What Actually Makes Agents Work

Everyone's chasing the next model release like it's going to solve their agent problems. It won't. The fix isn't a smarter model. It's building a real domain memory factory and enforcing discipline around it.

The core pattern is surprisingly simple: persistent domain memory + a strict two-agent loop. That's the whole trick. Everything else is commentary.

1. Domain Memory (Not a Vector DB)

This is where most people get it spectacularly wrong.

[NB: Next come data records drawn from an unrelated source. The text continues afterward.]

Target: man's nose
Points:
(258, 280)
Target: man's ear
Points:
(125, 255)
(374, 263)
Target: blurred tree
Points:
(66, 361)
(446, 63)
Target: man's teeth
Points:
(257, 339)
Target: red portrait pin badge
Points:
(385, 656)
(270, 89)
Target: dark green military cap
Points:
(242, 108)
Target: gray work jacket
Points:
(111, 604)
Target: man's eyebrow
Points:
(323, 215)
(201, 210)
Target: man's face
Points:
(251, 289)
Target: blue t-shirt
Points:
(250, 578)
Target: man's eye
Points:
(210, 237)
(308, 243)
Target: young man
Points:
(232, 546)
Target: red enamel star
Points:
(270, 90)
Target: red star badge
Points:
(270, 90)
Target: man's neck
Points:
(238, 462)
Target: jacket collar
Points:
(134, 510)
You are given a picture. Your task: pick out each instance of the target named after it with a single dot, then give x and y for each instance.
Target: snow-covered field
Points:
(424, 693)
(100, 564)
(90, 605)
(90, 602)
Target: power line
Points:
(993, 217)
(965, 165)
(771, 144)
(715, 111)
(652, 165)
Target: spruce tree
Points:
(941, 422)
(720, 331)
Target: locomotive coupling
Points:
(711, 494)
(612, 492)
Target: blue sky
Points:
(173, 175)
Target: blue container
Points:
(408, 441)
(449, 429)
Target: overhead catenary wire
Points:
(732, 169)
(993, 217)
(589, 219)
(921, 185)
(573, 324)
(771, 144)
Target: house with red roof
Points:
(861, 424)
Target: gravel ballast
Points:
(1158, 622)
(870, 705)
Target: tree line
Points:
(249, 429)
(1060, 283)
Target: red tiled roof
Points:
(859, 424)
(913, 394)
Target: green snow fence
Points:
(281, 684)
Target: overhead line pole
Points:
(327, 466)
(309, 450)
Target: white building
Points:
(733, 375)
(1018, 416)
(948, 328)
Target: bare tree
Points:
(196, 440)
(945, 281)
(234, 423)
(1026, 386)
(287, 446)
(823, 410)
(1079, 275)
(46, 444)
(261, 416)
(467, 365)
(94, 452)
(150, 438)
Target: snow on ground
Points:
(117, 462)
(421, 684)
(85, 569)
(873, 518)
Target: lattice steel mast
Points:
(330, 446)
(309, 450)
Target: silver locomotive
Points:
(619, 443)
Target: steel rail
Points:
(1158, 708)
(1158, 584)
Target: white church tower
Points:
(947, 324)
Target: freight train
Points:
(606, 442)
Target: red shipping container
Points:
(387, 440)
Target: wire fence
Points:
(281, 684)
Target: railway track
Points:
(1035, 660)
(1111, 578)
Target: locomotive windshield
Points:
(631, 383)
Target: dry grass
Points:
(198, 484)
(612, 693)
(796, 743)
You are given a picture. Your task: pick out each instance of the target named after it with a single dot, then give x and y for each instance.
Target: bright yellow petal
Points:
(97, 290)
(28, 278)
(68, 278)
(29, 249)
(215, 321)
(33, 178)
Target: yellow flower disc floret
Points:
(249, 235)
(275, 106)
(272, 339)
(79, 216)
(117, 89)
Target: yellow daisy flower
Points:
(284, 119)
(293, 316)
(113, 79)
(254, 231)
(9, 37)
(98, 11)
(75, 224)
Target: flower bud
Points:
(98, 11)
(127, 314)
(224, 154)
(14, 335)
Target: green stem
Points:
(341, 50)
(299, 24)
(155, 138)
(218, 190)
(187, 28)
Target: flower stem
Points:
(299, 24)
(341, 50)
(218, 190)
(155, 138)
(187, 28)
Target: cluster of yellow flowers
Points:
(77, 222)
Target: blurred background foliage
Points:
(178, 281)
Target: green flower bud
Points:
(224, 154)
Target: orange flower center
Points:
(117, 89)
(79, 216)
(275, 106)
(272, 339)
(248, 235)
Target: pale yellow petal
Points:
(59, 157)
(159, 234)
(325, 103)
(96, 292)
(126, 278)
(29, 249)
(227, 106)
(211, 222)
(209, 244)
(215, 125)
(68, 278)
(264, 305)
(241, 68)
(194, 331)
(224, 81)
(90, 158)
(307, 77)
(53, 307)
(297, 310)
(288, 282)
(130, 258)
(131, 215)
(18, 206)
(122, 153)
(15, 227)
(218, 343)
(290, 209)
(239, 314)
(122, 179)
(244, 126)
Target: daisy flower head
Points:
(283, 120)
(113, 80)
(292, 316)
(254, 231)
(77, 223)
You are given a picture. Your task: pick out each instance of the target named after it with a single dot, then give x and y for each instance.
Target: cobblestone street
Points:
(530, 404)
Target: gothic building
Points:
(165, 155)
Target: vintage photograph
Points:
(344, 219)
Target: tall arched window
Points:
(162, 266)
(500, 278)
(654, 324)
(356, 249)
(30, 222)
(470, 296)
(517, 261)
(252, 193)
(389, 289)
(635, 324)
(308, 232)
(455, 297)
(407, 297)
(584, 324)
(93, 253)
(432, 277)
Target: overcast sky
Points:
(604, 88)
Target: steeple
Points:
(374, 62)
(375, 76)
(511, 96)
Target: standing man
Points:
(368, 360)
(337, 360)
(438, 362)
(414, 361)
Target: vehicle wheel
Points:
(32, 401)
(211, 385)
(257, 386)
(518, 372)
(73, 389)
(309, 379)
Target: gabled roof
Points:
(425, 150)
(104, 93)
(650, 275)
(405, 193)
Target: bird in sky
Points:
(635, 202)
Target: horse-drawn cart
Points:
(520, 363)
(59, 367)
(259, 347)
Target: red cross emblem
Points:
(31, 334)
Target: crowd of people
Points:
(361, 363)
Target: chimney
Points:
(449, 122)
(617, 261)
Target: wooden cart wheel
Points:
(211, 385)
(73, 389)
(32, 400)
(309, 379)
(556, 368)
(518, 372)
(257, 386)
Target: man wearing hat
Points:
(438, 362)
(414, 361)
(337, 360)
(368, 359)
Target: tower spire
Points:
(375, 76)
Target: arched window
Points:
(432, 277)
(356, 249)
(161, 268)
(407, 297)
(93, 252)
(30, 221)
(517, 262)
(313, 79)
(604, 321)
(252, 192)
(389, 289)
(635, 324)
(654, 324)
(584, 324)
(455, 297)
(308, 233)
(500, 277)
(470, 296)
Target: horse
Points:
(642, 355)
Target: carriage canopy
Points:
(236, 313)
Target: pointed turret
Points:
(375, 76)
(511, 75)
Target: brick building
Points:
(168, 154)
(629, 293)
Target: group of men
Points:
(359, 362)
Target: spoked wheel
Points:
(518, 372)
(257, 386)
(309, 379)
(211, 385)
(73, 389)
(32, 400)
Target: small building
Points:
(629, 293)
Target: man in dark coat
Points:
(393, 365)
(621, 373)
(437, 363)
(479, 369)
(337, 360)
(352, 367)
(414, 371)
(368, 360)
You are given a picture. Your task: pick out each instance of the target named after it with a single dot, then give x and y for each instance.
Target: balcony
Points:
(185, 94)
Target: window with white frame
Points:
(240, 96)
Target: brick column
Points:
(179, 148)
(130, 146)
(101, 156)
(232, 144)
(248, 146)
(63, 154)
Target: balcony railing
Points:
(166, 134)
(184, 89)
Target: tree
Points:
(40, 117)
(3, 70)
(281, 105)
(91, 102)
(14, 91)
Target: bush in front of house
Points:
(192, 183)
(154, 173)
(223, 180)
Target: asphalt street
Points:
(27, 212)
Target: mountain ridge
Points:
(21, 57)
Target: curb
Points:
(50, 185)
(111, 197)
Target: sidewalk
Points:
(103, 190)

Domain memory is state, not embeddings. It's a durable, structured representation of the work that survives context resets and prevents the agent from re-learning the same lessons every single run. Your agent isn't suffering from amnesia because the model is stupid—it's amnesiac by design. Context windows are finite. Real projects don't fit inside one window.

Domain memory holds:

A persistent set of goals, requirements, and constraints
Explicit state tracking—what's passing, failing, flaky, or broken
Scaffolding: how to run, test, debug, and extend the system
A canonical progress log the agent must read before acting

This can be as boring as:

A structured JSON feature list
A progress.md or status.txt file

core_insight

Boring is good. The point is memory ownership, not cleverness. If your domain memory requires a PhD to understand, you've already lost.

2. The Two-Agent Pattern

You split responsibilities cleanly around memory. Memory becomes the boundary between two fundamentally different jobs.

Initializer Agent

Runs once (or rarely)
Expands a vague human goal into a machine-readable backlog
Writes the feature list, constraints, and rules of engagement
Bootstraps the domain memory
Has no need for memory itself—it's a stage manager, not a worker

Coding / Worker Agent

Starts every run amnesiac
Reads the domain memory as its only source of truth
Picks exactly one failing or incomplete item
Implements it, tests it, updates status
Writes a progress note and commits
Leaves the campsite clean

This agent never "remembers"—it reconstructs state from artifacts every time.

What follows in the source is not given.